Ali Engin Yurtsever:  Felsefe Tarihi Üzerine-6

Felsefe tarihi yazılarının başlangıcından bugüne kadar süren yolculuğunda gerek filozofların gerekse felsefi düşüncelerin tarihsel gelişime uygun olarak farklılaşıp çoğalması okuyucu açısından-konu takip edilmiyorsa-yorucu bir zihin faaliyetine ve bıkkınlık ile örülmüş bir duygu haline dönüşebilir.

Bunun nedeni konunun soyut düşünce üzerinden anlatılmasıdır, ancak insan beyni genel anlamda maddenin yansıması üzerine bir anlamda materyalist felsefi düşünceyi dile getirerek yürütülen düşüncelerle doğayı ve hayatı yorumlar.

Öte yandan felsefe bir bilim olmadığı için üzerinde çalışacağımız bir nesneye de sahip değildir. Okuyucuya öneri olarak şunu sunabilirim: felsefe pratiğinin ana görevi olarak doğru fikirlerle düzmece fikirleri ayırmak eylemine yoğunlaşıp netliğe çıkmayı hedeflemek, önünü açacaktır. Bunu da iki ana felsefi görüş üzerinden yapmak gerekir:

1- Materyalist

2- Idealist

Materyalist düşünce, maddenin bizden ayrı bir varlık olarak var olduğunu, maddenin beynimize yansıması ve fikir üretilmesi üzerinden yola çıkar, soyut başka varlıklara gereksinim duymaz. Örnek, ekmek diye bir madde yoksa onun bilincimize yansıması üzerine fikir yürütmez çünkü böyle bir madde olmadığı için bilemeyiz.

Idealist düşünce, maddenin bizden ayrı olmadığını , bilincimizde oluşarak yansıdığını kabul eder. Bunları düzenleyen bir “varlık” olduğu fikrinden yola çıkar. Örnek, ekmek madde olarak hiç yoktur ama biz bilincimizde onu düşündüğümüz için vardır.

Plüralistler: Parmendies’in açtığı felsefi düşünce, bir yol olarak tanımlanabilirse, kendisinden sonra gelen Griek felsefecilerin bir şekilde Parmenides’le hesaplaşma yoluna saptıkları söylenebilir. Çünkü Parmendies’in düşüncesinden sonra (4) dört seçenek ortaya çıkmıştı.

1- Onun tözsel varlık anlayışını kabul edip, dünyaya ilişkin deneysel araştırmadan tamamen vazgeçmek ( bu tercihi sadece Parmenides’in izleyicileri seçmiştir),

2- Onun felsefi düşüncelerini kabul etmekle birlikte, bu düşünceleri Iyonya Okulu’nun veya genel kabul görmüş düşünceleriyle bağdaştırmak veya sentezlemek ( bu seçeneği ise Plüralistler seçmiştir).

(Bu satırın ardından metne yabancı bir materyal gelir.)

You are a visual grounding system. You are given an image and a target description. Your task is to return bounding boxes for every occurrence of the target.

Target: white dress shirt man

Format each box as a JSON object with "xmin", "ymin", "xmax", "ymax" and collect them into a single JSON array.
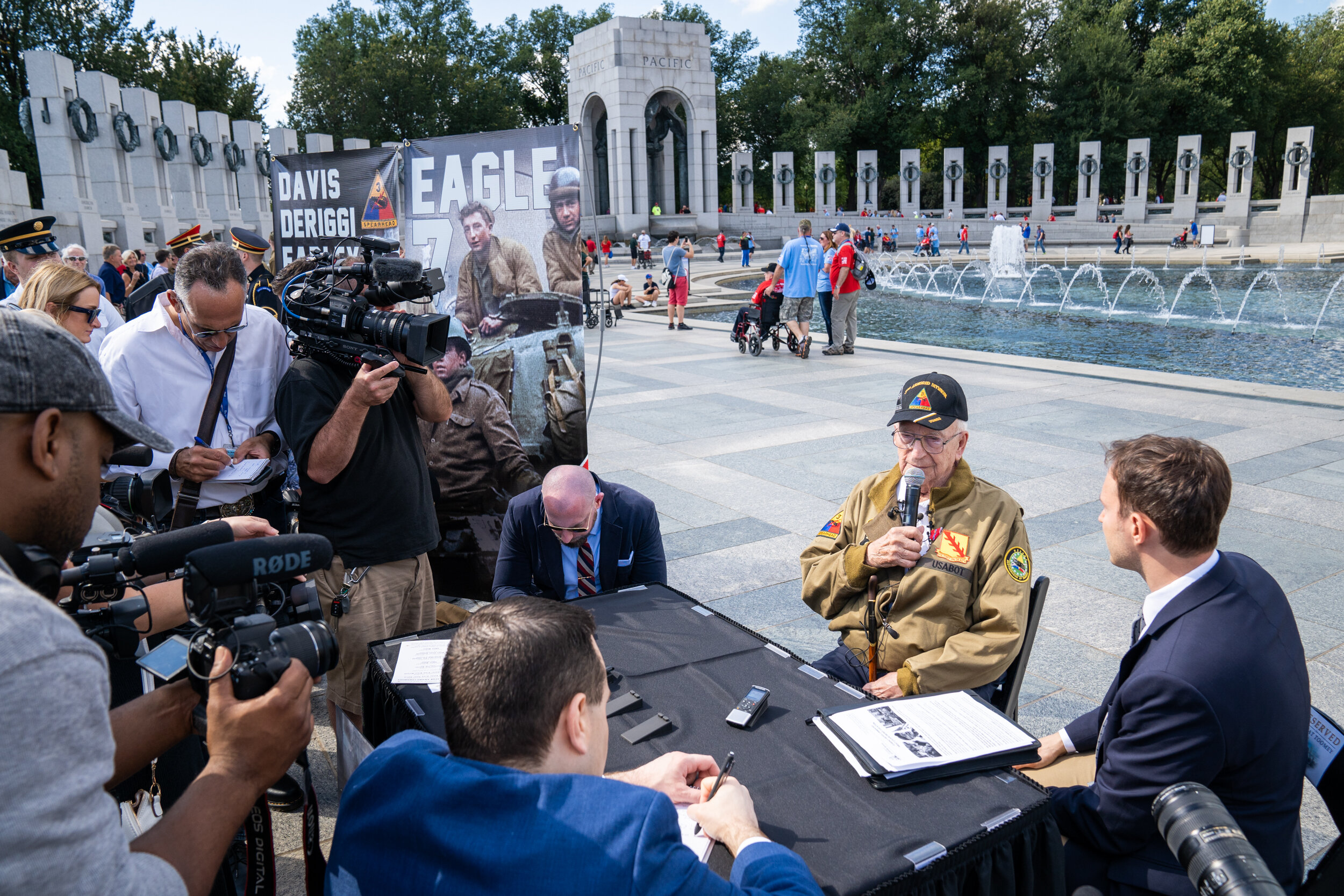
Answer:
[{"xmin": 98, "ymin": 243, "xmax": 290, "ymax": 516}]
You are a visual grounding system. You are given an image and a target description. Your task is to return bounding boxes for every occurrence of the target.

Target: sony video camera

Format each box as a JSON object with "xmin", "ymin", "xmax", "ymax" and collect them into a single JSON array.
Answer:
[
  {"xmin": 183, "ymin": 535, "xmax": 340, "ymax": 703},
  {"xmin": 277, "ymin": 236, "xmax": 449, "ymax": 376}
]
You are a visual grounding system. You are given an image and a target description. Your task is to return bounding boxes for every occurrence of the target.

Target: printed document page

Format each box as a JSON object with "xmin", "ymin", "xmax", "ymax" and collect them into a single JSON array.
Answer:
[{"xmin": 831, "ymin": 691, "xmax": 1032, "ymax": 772}]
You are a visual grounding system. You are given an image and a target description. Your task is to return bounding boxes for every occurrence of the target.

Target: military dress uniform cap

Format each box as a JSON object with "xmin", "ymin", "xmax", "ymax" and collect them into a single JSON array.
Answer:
[
  {"xmin": 168, "ymin": 224, "xmax": 202, "ymax": 248},
  {"xmin": 228, "ymin": 227, "xmax": 270, "ymax": 255},
  {"xmin": 0, "ymin": 215, "xmax": 61, "ymax": 255}
]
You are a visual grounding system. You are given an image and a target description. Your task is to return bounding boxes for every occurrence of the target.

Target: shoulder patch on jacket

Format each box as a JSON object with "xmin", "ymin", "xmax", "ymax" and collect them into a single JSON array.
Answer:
[
  {"xmin": 817, "ymin": 509, "xmax": 844, "ymax": 539},
  {"xmin": 1004, "ymin": 548, "xmax": 1031, "ymax": 582}
]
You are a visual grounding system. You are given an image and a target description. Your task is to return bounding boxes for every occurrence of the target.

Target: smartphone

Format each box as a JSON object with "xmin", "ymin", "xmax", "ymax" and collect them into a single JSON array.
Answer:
[{"xmin": 136, "ymin": 634, "xmax": 188, "ymax": 681}]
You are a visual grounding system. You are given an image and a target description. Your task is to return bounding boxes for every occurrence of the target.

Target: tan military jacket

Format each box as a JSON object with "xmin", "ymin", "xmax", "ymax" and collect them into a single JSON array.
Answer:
[
  {"xmin": 542, "ymin": 227, "xmax": 583, "ymax": 298},
  {"xmin": 801, "ymin": 461, "xmax": 1031, "ymax": 693},
  {"xmin": 454, "ymin": 236, "xmax": 542, "ymax": 329},
  {"xmin": 419, "ymin": 368, "xmax": 542, "ymax": 501}
]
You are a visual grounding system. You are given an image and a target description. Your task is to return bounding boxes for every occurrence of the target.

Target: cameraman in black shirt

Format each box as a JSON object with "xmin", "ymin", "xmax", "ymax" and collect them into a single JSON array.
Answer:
[{"xmin": 276, "ymin": 324, "xmax": 453, "ymax": 729}]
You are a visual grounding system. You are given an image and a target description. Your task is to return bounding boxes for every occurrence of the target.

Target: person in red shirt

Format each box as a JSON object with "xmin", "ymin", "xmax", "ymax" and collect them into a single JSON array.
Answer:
[{"xmin": 821, "ymin": 221, "xmax": 859, "ymax": 355}]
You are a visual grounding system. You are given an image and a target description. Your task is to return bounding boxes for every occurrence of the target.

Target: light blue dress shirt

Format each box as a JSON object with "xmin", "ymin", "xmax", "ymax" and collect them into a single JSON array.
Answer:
[{"xmin": 561, "ymin": 492, "xmax": 602, "ymax": 600}]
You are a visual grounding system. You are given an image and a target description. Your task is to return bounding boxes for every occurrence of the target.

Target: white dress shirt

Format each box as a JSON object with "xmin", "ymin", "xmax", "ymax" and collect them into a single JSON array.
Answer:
[
  {"xmin": 1059, "ymin": 551, "xmax": 1218, "ymax": 752},
  {"xmin": 98, "ymin": 294, "xmax": 290, "ymax": 509}
]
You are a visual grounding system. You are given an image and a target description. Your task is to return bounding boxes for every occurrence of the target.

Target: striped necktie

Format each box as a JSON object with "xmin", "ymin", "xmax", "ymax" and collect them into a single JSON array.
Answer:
[{"xmin": 578, "ymin": 539, "xmax": 597, "ymax": 598}]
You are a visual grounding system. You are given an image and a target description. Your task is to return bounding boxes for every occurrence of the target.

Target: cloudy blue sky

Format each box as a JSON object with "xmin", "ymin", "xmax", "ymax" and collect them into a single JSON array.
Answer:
[{"xmin": 134, "ymin": 0, "xmax": 1344, "ymax": 124}]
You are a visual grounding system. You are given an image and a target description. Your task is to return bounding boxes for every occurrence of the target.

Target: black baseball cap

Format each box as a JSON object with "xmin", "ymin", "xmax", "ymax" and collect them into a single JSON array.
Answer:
[{"xmin": 887, "ymin": 374, "xmax": 969, "ymax": 430}]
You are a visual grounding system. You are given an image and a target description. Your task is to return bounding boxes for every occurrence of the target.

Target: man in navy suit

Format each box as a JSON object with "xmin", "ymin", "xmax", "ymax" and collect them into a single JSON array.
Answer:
[
  {"xmin": 1026, "ymin": 435, "xmax": 1311, "ymax": 896},
  {"xmin": 327, "ymin": 597, "xmax": 821, "ymax": 896},
  {"xmin": 494, "ymin": 465, "xmax": 668, "ymax": 600}
]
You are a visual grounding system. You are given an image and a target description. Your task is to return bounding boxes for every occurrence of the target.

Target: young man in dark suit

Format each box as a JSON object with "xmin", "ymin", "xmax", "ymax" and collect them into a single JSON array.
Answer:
[
  {"xmin": 494, "ymin": 465, "xmax": 668, "ymax": 600},
  {"xmin": 1027, "ymin": 435, "xmax": 1311, "ymax": 896}
]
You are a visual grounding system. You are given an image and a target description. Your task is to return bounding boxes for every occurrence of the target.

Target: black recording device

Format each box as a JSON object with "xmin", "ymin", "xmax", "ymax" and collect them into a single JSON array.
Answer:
[
  {"xmin": 278, "ymin": 236, "xmax": 451, "ymax": 376},
  {"xmin": 183, "ymin": 535, "xmax": 340, "ymax": 718},
  {"xmin": 725, "ymin": 685, "xmax": 770, "ymax": 728},
  {"xmin": 1153, "ymin": 782, "xmax": 1284, "ymax": 896}
]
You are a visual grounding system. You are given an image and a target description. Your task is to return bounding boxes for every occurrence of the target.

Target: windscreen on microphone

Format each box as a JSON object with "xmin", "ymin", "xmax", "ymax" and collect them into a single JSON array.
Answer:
[
  {"xmin": 374, "ymin": 255, "xmax": 425, "ymax": 283},
  {"xmin": 187, "ymin": 535, "xmax": 332, "ymax": 586},
  {"xmin": 123, "ymin": 520, "xmax": 234, "ymax": 575},
  {"xmin": 897, "ymin": 466, "xmax": 924, "ymax": 525}
]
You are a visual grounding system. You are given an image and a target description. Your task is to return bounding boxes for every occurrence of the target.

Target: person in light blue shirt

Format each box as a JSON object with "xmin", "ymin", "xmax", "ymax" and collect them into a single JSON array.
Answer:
[{"xmin": 770, "ymin": 218, "xmax": 825, "ymax": 357}]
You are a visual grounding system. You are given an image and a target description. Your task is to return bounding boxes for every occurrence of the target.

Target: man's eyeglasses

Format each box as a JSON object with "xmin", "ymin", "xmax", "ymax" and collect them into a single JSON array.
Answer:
[
  {"xmin": 70, "ymin": 305, "xmax": 102, "ymax": 324},
  {"xmin": 897, "ymin": 430, "xmax": 961, "ymax": 454}
]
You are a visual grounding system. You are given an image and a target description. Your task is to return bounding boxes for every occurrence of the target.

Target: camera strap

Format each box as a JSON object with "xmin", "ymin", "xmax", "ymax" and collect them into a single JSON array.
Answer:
[{"xmin": 169, "ymin": 339, "xmax": 238, "ymax": 529}]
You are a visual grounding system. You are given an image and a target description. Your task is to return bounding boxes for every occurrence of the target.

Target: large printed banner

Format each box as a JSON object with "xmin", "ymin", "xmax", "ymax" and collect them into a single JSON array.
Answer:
[
  {"xmin": 270, "ymin": 146, "xmax": 399, "ymax": 270},
  {"xmin": 271, "ymin": 127, "xmax": 586, "ymax": 599}
]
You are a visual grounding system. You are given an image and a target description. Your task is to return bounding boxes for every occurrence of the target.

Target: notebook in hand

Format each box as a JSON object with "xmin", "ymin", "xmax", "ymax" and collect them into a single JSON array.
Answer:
[{"xmin": 813, "ymin": 691, "xmax": 1040, "ymax": 790}]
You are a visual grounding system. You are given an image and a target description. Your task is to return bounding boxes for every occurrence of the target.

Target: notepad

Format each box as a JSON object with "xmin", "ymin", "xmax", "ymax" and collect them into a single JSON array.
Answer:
[{"xmin": 211, "ymin": 457, "xmax": 270, "ymax": 485}]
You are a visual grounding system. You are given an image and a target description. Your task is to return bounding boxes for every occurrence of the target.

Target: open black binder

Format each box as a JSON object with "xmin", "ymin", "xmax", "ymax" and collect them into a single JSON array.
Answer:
[{"xmin": 813, "ymin": 691, "xmax": 1040, "ymax": 790}]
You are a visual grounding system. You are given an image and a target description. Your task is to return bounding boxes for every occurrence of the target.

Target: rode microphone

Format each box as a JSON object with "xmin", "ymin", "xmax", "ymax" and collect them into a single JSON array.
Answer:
[{"xmin": 61, "ymin": 520, "xmax": 234, "ymax": 586}]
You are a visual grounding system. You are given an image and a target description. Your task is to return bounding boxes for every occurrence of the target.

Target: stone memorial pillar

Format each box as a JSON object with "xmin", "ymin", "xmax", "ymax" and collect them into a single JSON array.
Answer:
[
  {"xmin": 234, "ymin": 121, "xmax": 271, "ymax": 236},
  {"xmin": 770, "ymin": 152, "xmax": 798, "ymax": 215},
  {"xmin": 121, "ymin": 87, "xmax": 185, "ymax": 248},
  {"xmin": 1278, "ymin": 127, "xmax": 1316, "ymax": 239},
  {"xmin": 1223, "ymin": 130, "xmax": 1255, "ymax": 227},
  {"xmin": 569, "ymin": 16, "xmax": 720, "ymax": 234},
  {"xmin": 23, "ymin": 49, "xmax": 104, "ymax": 253},
  {"xmin": 812, "ymin": 152, "xmax": 839, "ymax": 213},
  {"xmin": 942, "ymin": 146, "xmax": 967, "ymax": 220},
  {"xmin": 1124, "ymin": 137, "xmax": 1153, "ymax": 224},
  {"xmin": 1172, "ymin": 134, "xmax": 1204, "ymax": 227},
  {"xmin": 161, "ymin": 99, "xmax": 213, "ymax": 239},
  {"xmin": 1031, "ymin": 144, "xmax": 1055, "ymax": 223},
  {"xmin": 733, "ymin": 152, "xmax": 755, "ymax": 215},
  {"xmin": 985, "ymin": 146, "xmax": 1012, "ymax": 218},
  {"xmin": 1074, "ymin": 140, "xmax": 1101, "ymax": 223},
  {"xmin": 75, "ymin": 71, "xmax": 148, "ymax": 251},
  {"xmin": 304, "ymin": 134, "xmax": 336, "ymax": 152},
  {"xmin": 854, "ymin": 149, "xmax": 882, "ymax": 212},
  {"xmin": 196, "ymin": 111, "xmax": 245, "ymax": 240}
]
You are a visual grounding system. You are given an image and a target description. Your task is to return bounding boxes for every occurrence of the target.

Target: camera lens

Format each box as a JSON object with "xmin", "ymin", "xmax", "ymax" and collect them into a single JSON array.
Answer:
[
  {"xmin": 270, "ymin": 622, "xmax": 340, "ymax": 678},
  {"xmin": 1153, "ymin": 782, "xmax": 1284, "ymax": 896}
]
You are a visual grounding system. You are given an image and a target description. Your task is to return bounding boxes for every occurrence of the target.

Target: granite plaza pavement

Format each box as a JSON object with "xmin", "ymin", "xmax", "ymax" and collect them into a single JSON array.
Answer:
[{"xmin": 586, "ymin": 314, "xmax": 1344, "ymax": 865}]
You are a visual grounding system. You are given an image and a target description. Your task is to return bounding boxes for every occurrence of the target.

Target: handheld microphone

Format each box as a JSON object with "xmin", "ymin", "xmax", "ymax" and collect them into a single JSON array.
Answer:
[
  {"xmin": 61, "ymin": 520, "xmax": 234, "ymax": 586},
  {"xmin": 185, "ymin": 533, "xmax": 332, "ymax": 594}
]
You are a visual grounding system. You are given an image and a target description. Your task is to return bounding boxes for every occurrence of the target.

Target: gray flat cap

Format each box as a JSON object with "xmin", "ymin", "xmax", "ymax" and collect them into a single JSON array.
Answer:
[{"xmin": 0, "ymin": 306, "xmax": 174, "ymax": 451}]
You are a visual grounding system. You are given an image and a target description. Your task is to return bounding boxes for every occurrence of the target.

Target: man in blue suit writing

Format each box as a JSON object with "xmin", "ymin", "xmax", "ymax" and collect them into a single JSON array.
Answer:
[
  {"xmin": 494, "ymin": 465, "xmax": 668, "ymax": 600},
  {"xmin": 1027, "ymin": 435, "xmax": 1311, "ymax": 896},
  {"xmin": 327, "ymin": 597, "xmax": 821, "ymax": 896}
]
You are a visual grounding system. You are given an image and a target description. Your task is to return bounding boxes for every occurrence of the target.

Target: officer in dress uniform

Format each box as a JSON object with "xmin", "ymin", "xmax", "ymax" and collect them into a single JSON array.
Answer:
[
  {"xmin": 228, "ymin": 227, "xmax": 280, "ymax": 320},
  {"xmin": 0, "ymin": 215, "xmax": 61, "ymax": 307}
]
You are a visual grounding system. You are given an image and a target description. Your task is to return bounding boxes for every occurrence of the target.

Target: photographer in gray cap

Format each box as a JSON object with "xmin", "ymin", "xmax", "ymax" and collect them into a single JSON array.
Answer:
[{"xmin": 0, "ymin": 313, "xmax": 313, "ymax": 896}]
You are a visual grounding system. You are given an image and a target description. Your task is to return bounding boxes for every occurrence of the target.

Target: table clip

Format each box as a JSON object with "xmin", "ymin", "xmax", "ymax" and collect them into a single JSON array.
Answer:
[
  {"xmin": 980, "ymin": 809, "xmax": 1021, "ymax": 830},
  {"xmin": 906, "ymin": 840, "xmax": 948, "ymax": 871}
]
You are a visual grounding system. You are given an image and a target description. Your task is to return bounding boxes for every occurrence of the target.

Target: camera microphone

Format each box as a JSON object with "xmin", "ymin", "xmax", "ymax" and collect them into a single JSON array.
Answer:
[
  {"xmin": 187, "ymin": 535, "xmax": 332, "ymax": 594},
  {"xmin": 374, "ymin": 255, "xmax": 425, "ymax": 283}
]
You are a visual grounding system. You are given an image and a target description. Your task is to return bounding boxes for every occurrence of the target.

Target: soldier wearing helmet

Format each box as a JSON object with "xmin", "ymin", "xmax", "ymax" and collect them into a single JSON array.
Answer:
[{"xmin": 542, "ymin": 167, "xmax": 583, "ymax": 298}]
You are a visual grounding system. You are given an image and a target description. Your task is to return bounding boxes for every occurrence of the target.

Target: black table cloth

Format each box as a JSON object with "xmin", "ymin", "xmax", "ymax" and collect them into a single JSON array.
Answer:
[{"xmin": 364, "ymin": 586, "xmax": 1064, "ymax": 896}]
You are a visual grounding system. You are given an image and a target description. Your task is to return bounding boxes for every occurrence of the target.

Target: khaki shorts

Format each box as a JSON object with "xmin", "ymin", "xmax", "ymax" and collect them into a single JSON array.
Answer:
[
  {"xmin": 313, "ymin": 554, "xmax": 435, "ymax": 716},
  {"xmin": 780, "ymin": 296, "xmax": 812, "ymax": 324}
]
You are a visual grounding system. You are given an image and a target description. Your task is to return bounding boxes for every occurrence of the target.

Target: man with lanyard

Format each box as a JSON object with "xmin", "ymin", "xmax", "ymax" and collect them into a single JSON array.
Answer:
[
  {"xmin": 770, "ymin": 218, "xmax": 817, "ymax": 357},
  {"xmin": 0, "ymin": 215, "xmax": 59, "ymax": 307},
  {"xmin": 228, "ymin": 227, "xmax": 280, "ymax": 320},
  {"xmin": 98, "ymin": 243, "xmax": 289, "ymax": 528}
]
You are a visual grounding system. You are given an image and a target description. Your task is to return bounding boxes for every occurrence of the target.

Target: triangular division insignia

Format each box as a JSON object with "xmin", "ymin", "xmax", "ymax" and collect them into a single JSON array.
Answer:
[{"xmin": 359, "ymin": 170, "xmax": 397, "ymax": 230}]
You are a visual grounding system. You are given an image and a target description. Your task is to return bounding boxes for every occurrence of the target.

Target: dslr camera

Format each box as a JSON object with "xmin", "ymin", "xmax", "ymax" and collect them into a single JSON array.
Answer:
[
  {"xmin": 183, "ymin": 535, "xmax": 340, "ymax": 703},
  {"xmin": 277, "ymin": 236, "xmax": 449, "ymax": 376}
]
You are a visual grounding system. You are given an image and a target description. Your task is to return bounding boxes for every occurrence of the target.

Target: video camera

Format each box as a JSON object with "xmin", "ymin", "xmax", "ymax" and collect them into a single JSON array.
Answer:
[
  {"xmin": 278, "ymin": 236, "xmax": 451, "ymax": 376},
  {"xmin": 183, "ymin": 535, "xmax": 340, "ymax": 707}
]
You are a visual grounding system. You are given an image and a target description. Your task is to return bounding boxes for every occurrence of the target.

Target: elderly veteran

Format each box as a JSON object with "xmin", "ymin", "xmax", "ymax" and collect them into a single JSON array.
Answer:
[{"xmin": 801, "ymin": 374, "xmax": 1031, "ymax": 699}]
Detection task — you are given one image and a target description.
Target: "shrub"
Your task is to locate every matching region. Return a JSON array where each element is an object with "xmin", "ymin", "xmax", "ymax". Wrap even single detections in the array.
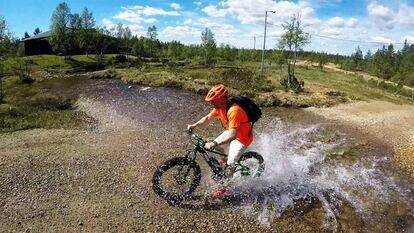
[
  {"xmin": 0, "ymin": 104, "xmax": 19, "ymax": 117},
  {"xmin": 28, "ymin": 93, "xmax": 72, "ymax": 110},
  {"xmin": 280, "ymin": 76, "xmax": 305, "ymax": 93}
]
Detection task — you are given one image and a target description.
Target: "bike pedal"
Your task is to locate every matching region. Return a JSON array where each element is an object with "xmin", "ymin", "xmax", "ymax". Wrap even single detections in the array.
[{"xmin": 217, "ymin": 158, "xmax": 226, "ymax": 166}]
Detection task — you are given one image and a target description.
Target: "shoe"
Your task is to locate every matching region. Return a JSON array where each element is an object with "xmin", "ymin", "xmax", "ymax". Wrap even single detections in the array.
[{"xmin": 211, "ymin": 189, "xmax": 226, "ymax": 198}]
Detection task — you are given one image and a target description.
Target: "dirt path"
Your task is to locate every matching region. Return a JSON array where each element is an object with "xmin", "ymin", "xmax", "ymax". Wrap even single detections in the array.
[
  {"xmin": 0, "ymin": 81, "xmax": 412, "ymax": 232},
  {"xmin": 0, "ymin": 97, "xmax": 282, "ymax": 232},
  {"xmin": 306, "ymin": 101, "xmax": 414, "ymax": 178}
]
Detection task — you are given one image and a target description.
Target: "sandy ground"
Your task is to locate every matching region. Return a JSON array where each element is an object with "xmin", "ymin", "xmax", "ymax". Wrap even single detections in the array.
[
  {"xmin": 0, "ymin": 91, "xmax": 414, "ymax": 232},
  {"xmin": 305, "ymin": 101, "xmax": 414, "ymax": 178}
]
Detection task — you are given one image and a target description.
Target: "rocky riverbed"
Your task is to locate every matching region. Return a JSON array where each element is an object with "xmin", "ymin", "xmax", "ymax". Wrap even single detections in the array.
[{"xmin": 0, "ymin": 77, "xmax": 414, "ymax": 232}]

3- Onun felsefi düşüncelerini kabul edip ama bunun dışında, insanın tamamıyla gerçekdışı olmayan, mutlak bir yanılsama meydana getirmeyen görünüşler dünyasıyla ilgili olarak sadece sanılara sahip olabileceği görüşünü de benimsemek ( etik ve siyaset felsefesini tercih eden Sokrates, anlam, epistemoloji ve metafizik felsefi düşüncesini tercih eden Platon’un isimleri sayılabilir).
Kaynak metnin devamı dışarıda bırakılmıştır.